On Thursday the German Bundestag (parliament) voted in favour of allowing pre-implantation genetic diagnosis (PGD). Reuters reports that Kerstin Janich, a Bavarian woman whose four-year-old son had died of a genetic disease, said:
"It's not about allowing a 'designer baby' with blond hair and blue eyes or a sick child not deserving to live. It's about the suffering of an entire family, for siblings and relatives and friends."
Yet however much defenders of PGD seek to distance themselves from eugenics, PGD is all about stopping human beings suspected of disability from being born, so others can evade their duty of compassion. The word compassion means "to suffer with" (Latin: cum passio), not evading suffering by eliminating the disabled person. Germans must realise that attempting to justify PGD as preventing suffering is not dissimilar to the Nazis' attempts to justify sterilisation, euthanasia and 'racial purity' programmes. Here is a propaganda poster from the Nazi period:

"60000 RM: this is what this person suffering from hereditary defects costs the community of Germans during his lifetime. Fellow citizen, that is your money, too."

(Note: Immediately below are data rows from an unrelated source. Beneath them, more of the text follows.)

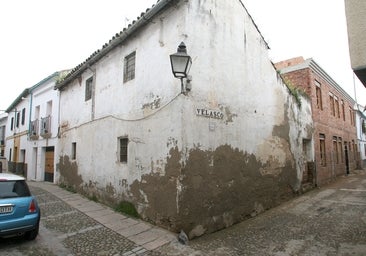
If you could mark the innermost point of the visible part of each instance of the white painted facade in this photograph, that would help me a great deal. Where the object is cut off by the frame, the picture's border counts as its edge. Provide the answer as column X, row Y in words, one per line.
column 16, row 133
column 231, row 75
column 361, row 134
column 44, row 101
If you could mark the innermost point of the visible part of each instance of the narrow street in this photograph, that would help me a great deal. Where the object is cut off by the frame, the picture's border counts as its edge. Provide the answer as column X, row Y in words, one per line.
column 326, row 221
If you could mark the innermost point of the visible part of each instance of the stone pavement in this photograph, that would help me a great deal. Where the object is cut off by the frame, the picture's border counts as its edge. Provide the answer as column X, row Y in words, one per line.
column 83, row 216
column 330, row 220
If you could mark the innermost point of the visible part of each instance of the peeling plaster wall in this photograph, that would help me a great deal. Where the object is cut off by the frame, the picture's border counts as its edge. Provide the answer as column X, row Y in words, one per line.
column 186, row 170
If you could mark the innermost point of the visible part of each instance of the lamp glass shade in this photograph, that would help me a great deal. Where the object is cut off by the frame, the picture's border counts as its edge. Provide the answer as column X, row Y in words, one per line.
column 181, row 64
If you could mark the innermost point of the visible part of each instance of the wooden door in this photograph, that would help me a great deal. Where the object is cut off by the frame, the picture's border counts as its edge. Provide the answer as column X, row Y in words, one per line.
column 49, row 164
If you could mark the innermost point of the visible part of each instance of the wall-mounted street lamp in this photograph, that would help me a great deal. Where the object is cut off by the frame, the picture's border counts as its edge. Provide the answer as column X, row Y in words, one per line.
column 181, row 63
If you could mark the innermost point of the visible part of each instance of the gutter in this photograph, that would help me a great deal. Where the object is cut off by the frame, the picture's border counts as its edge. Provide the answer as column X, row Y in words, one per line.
column 114, row 42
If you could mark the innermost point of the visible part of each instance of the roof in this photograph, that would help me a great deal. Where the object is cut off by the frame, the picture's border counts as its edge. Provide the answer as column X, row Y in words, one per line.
column 24, row 94
column 123, row 35
column 310, row 63
column 116, row 40
column 10, row 176
column 28, row 91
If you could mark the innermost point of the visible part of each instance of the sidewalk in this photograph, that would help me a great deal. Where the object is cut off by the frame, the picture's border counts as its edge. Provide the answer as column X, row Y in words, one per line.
column 139, row 232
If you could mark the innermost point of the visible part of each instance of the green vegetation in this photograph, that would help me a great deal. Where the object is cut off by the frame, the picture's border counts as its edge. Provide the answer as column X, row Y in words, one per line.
column 127, row 208
column 294, row 91
column 67, row 187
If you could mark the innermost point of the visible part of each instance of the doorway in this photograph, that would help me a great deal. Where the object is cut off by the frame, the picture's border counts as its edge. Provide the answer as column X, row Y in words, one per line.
column 49, row 164
column 346, row 157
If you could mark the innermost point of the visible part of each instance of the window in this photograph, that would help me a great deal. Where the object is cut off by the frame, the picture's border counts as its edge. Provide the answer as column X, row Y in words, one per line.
column 352, row 117
column 340, row 149
column 343, row 112
column 23, row 116
column 129, row 67
column 123, row 150
column 331, row 104
column 319, row 103
column 17, row 119
column 73, row 151
column 322, row 150
column 88, row 88
column 335, row 149
column 336, row 103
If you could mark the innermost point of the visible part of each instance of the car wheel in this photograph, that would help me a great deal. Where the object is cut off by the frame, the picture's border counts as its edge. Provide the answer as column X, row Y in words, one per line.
column 31, row 235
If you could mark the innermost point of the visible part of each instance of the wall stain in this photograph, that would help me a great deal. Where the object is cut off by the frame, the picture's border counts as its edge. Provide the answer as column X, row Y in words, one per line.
column 161, row 193
column 211, row 196
column 69, row 172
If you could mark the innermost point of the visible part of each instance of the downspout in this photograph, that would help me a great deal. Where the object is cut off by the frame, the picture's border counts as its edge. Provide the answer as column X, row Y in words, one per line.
column 30, row 114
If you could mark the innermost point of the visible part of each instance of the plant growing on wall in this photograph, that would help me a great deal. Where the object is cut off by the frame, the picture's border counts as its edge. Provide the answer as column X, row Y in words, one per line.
column 294, row 91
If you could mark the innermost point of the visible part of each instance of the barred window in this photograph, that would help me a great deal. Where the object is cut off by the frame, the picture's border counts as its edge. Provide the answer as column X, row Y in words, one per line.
column 88, row 88
column 323, row 161
column 129, row 67
column 123, row 149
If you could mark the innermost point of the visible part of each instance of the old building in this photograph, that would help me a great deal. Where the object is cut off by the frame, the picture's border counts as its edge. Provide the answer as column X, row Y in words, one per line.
column 43, row 129
column 356, row 26
column 361, row 134
column 195, row 156
column 335, row 138
column 3, row 121
column 32, row 130
column 16, row 133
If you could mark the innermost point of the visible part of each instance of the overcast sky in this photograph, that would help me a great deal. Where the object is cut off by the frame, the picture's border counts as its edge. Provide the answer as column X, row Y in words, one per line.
column 39, row 37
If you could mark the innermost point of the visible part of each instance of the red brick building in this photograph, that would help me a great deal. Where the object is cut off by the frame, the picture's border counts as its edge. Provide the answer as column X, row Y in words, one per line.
column 335, row 137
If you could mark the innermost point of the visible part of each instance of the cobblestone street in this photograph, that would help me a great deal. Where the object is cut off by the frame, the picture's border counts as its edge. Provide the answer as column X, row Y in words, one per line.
column 326, row 221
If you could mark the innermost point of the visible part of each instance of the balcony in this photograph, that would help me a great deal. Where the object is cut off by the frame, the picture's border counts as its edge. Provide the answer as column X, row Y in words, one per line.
column 46, row 127
column 355, row 13
column 34, row 128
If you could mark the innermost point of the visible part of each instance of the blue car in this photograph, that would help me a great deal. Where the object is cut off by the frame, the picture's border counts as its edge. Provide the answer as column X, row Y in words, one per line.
column 19, row 211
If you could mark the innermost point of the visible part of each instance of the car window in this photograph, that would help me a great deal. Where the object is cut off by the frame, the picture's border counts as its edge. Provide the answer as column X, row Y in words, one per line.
column 13, row 188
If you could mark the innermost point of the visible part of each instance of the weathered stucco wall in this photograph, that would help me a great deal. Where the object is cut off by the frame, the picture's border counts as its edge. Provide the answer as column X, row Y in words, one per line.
column 186, row 169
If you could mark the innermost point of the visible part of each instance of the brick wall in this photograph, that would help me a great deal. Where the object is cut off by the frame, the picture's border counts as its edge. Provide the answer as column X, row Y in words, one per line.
column 334, row 128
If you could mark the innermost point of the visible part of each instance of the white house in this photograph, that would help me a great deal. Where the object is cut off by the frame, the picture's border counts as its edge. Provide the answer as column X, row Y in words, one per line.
column 3, row 121
column 43, row 129
column 16, row 133
column 361, row 134
column 231, row 144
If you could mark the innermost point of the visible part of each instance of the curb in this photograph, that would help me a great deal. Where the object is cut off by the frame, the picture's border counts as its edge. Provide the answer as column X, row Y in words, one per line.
column 139, row 232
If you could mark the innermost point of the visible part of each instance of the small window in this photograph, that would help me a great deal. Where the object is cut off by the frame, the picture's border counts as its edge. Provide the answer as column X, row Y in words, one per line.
column 331, row 107
column 335, row 149
column 129, row 67
column 123, row 150
column 88, row 88
column 23, row 116
column 343, row 111
column 319, row 103
column 73, row 151
column 18, row 119
column 323, row 161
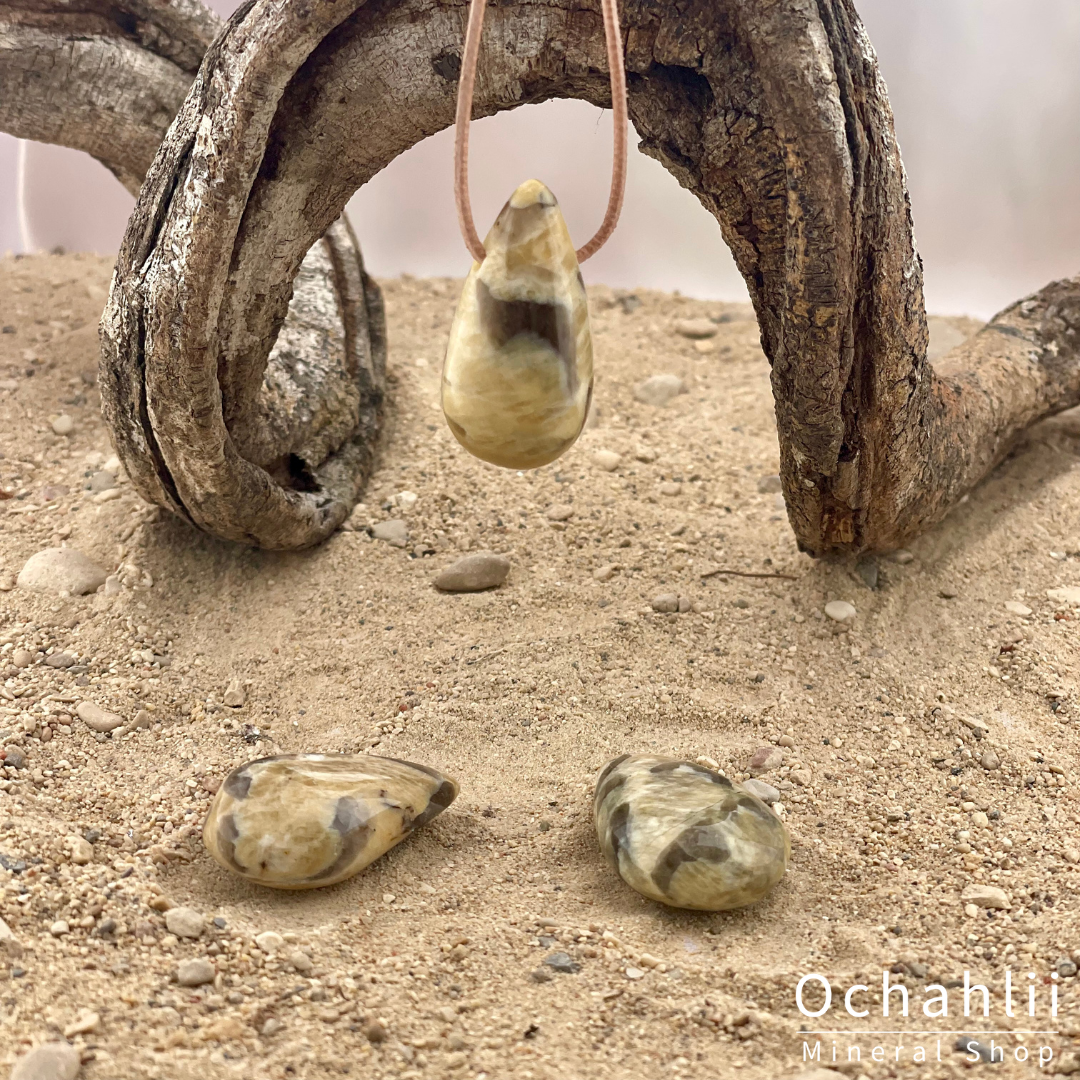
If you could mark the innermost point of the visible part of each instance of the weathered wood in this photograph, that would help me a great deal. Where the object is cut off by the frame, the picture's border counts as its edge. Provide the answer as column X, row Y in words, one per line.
column 108, row 79
column 774, row 115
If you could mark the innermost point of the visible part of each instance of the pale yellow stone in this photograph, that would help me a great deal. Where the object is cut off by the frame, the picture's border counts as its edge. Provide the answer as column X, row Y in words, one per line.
column 518, row 372
column 684, row 835
column 300, row 821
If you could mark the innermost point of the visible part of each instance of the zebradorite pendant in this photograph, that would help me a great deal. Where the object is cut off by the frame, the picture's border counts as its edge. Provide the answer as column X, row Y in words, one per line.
column 518, row 372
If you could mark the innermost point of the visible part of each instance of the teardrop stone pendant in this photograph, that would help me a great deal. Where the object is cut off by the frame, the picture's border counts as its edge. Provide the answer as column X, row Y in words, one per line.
column 517, row 378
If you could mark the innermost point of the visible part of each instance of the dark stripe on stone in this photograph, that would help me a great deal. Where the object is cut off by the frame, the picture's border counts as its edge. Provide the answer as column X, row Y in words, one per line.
column 693, row 845
column 350, row 821
column 504, row 320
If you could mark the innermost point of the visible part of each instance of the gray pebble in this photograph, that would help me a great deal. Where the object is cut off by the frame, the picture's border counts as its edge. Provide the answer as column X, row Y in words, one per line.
column 96, row 718
column 765, row 792
column 51, row 1061
column 484, row 569
column 966, row 1044
column 765, row 759
column 194, row 972
column 62, row 569
column 185, row 921
column 659, row 390
column 563, row 963
column 14, row 757
column 394, row 532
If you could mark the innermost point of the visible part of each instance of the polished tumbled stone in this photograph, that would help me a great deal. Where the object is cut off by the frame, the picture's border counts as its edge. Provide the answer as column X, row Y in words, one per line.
column 686, row 836
column 300, row 821
column 518, row 372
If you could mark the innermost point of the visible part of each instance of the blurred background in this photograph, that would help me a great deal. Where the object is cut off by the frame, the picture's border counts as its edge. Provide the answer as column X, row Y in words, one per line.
column 986, row 95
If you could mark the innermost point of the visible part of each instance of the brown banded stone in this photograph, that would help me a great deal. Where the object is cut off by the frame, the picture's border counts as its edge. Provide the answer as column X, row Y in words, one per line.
column 518, row 370
column 300, row 821
column 686, row 836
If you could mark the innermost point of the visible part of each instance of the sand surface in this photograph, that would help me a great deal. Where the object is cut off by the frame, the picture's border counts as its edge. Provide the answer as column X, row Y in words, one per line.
column 522, row 694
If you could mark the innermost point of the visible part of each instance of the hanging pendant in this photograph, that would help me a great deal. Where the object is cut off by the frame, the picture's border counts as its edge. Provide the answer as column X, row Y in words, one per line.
column 517, row 379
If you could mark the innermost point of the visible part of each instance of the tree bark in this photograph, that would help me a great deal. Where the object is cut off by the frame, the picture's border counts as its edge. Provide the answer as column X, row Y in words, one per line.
column 773, row 112
column 109, row 78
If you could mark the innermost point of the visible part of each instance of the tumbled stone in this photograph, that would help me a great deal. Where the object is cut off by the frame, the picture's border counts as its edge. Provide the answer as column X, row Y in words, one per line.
column 765, row 759
column 301, row 821
column 517, row 378
column 96, row 718
column 684, row 835
column 659, row 390
column 483, row 569
column 61, row 570
column 185, row 921
column 51, row 1061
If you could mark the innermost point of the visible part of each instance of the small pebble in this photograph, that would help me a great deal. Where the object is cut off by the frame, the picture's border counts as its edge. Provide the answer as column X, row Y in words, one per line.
column 563, row 963
column 393, row 532
column 62, row 569
column 765, row 759
column 269, row 941
column 985, row 895
column 1069, row 595
column 51, row 1061
column 659, row 390
column 83, row 1024
column 840, row 611
column 304, row 821
column 374, row 1031
column 96, row 718
column 185, row 921
column 194, row 972
column 81, row 850
column 686, row 836
column 694, row 328
column 483, row 569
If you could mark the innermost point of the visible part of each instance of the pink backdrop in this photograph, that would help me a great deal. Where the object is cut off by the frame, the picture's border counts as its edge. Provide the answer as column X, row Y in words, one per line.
column 987, row 110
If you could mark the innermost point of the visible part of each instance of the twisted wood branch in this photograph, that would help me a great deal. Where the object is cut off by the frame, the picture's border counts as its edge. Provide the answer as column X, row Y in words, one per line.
column 109, row 78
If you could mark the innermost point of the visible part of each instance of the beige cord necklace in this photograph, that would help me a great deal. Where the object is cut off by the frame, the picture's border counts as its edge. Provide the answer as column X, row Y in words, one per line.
column 517, row 377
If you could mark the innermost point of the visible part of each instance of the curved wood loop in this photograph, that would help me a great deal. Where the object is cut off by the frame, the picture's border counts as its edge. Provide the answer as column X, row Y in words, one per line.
column 108, row 78
column 774, row 115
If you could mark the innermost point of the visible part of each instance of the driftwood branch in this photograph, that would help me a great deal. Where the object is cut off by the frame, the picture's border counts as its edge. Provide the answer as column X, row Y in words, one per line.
column 109, row 78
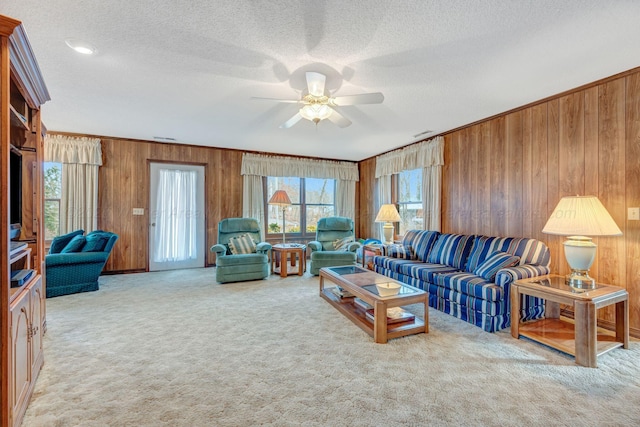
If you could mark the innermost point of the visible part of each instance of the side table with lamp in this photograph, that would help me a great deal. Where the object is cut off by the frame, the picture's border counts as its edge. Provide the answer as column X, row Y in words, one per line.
column 575, row 217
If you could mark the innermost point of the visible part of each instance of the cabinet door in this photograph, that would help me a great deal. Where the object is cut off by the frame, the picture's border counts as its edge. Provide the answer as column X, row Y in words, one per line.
column 21, row 363
column 35, row 315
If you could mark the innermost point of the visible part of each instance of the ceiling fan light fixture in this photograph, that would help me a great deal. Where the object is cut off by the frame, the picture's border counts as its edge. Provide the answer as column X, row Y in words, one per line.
column 316, row 112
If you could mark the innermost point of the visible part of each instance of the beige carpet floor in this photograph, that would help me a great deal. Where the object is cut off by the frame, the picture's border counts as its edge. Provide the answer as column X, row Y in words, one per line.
column 177, row 349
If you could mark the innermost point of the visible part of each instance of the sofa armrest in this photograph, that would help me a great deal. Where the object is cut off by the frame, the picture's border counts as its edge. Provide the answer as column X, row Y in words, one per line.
column 263, row 247
column 220, row 250
column 53, row 260
column 509, row 275
column 354, row 246
column 315, row 246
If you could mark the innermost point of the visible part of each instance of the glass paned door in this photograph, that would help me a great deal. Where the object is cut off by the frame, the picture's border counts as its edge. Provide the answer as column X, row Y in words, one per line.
column 176, row 229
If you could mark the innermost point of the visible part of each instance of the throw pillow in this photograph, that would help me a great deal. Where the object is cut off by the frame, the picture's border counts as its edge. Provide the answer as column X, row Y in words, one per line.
column 58, row 243
column 74, row 245
column 243, row 244
column 488, row 268
column 95, row 242
column 342, row 244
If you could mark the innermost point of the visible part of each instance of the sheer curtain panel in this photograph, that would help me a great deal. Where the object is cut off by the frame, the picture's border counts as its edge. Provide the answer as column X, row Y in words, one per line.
column 80, row 158
column 428, row 155
column 258, row 166
column 176, row 224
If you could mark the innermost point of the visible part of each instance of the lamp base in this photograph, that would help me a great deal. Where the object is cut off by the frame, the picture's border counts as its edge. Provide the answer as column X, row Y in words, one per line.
column 387, row 230
column 580, row 280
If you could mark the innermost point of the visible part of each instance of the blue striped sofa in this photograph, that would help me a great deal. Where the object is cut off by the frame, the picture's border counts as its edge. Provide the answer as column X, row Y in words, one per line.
column 468, row 276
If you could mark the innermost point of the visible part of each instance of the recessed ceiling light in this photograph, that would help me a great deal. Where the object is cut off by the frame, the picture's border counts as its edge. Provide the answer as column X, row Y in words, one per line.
column 80, row 46
column 164, row 138
column 422, row 133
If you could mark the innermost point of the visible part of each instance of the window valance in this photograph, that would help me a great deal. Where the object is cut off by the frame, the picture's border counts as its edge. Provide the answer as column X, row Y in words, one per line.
column 420, row 155
column 72, row 150
column 264, row 165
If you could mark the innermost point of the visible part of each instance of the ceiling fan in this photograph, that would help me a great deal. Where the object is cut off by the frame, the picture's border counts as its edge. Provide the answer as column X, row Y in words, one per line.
column 317, row 106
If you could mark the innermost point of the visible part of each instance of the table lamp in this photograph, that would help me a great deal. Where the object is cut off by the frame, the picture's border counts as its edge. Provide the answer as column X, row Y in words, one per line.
column 388, row 214
column 281, row 198
column 576, row 217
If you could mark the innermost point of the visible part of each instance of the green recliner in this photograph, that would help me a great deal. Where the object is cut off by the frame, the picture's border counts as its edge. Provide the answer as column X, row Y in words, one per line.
column 240, row 267
column 331, row 231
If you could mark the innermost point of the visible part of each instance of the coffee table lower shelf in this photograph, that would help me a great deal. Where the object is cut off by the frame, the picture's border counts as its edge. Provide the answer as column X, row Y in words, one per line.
column 358, row 316
column 560, row 334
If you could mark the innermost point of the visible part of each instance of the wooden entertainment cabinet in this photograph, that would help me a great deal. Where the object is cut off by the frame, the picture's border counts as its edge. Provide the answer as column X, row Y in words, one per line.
column 22, row 308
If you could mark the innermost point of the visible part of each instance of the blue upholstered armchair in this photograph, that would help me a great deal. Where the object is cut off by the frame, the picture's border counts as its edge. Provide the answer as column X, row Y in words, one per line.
column 251, row 259
column 75, row 262
column 334, row 245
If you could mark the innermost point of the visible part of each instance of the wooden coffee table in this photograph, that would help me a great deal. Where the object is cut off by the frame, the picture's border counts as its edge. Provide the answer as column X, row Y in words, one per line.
column 361, row 283
column 580, row 338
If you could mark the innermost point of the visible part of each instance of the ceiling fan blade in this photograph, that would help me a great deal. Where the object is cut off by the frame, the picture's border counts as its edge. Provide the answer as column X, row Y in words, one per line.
column 315, row 83
column 339, row 120
column 288, row 101
column 292, row 121
column 363, row 98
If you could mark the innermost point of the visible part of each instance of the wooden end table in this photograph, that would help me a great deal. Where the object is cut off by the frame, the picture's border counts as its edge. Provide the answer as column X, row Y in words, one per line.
column 281, row 252
column 580, row 338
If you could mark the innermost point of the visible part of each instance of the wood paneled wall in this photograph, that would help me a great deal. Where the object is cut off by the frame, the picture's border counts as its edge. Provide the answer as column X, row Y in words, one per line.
column 124, row 185
column 503, row 176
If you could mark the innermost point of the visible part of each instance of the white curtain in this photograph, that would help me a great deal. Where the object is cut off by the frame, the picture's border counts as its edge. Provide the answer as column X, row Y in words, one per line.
column 258, row 165
column 345, row 198
column 253, row 199
column 80, row 158
column 428, row 155
column 176, row 226
column 384, row 197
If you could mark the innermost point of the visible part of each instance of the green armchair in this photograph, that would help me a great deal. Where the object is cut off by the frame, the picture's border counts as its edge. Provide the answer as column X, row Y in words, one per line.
column 331, row 232
column 75, row 262
column 242, row 266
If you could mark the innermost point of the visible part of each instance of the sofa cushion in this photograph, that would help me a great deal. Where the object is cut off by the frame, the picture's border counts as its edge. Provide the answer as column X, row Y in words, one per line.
column 470, row 284
column 58, row 243
column 411, row 268
column 243, row 244
column 451, row 249
column 342, row 244
column 530, row 251
column 398, row 251
column 75, row 245
column 494, row 262
column 420, row 242
column 95, row 242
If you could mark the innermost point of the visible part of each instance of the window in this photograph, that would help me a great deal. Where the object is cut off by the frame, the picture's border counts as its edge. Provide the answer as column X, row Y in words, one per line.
column 409, row 199
column 311, row 199
column 52, row 195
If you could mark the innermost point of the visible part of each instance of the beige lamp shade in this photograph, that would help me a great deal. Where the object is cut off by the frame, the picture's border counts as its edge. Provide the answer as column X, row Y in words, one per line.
column 581, row 216
column 578, row 217
column 280, row 198
column 388, row 213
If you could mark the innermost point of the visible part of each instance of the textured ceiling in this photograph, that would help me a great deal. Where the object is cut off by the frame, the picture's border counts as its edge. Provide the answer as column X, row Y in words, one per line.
column 188, row 69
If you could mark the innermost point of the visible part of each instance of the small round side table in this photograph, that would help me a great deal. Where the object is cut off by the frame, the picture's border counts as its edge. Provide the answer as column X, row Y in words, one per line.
column 281, row 252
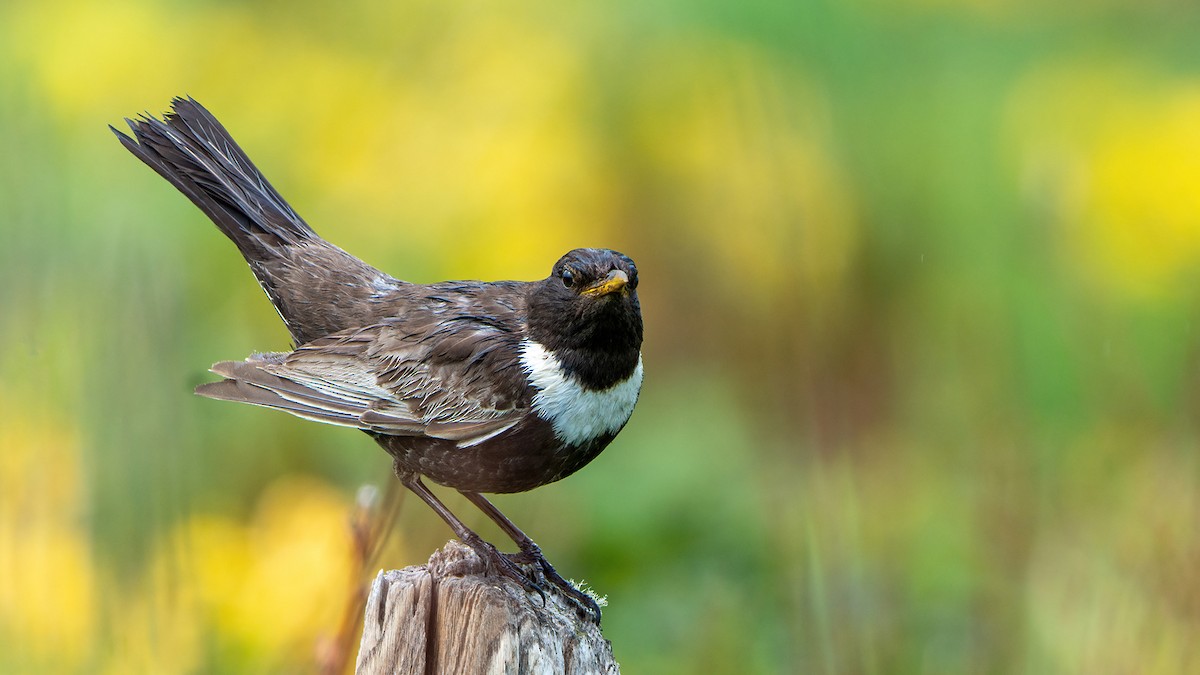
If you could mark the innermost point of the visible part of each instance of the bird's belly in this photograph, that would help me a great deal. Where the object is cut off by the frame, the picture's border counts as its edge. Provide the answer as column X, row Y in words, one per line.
column 525, row 458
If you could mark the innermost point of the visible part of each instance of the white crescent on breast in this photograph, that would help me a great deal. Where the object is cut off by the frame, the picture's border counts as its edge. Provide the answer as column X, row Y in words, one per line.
column 577, row 414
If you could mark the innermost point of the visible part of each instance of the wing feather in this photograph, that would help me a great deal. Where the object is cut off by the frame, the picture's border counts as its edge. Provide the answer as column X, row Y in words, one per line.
column 385, row 378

There is no difference in the moral status between a one-day old embryo and the oldest of pensioners. So, whatever the attempted justification and whomever the victim, PGD shares with Nazi eugenics basically the same fatal discrimination against the vulnerable, the sick and the disabled. I pray that the German pro-life movement will be strengthened so that Thursday's vote can be reversed at the earliest opportunity.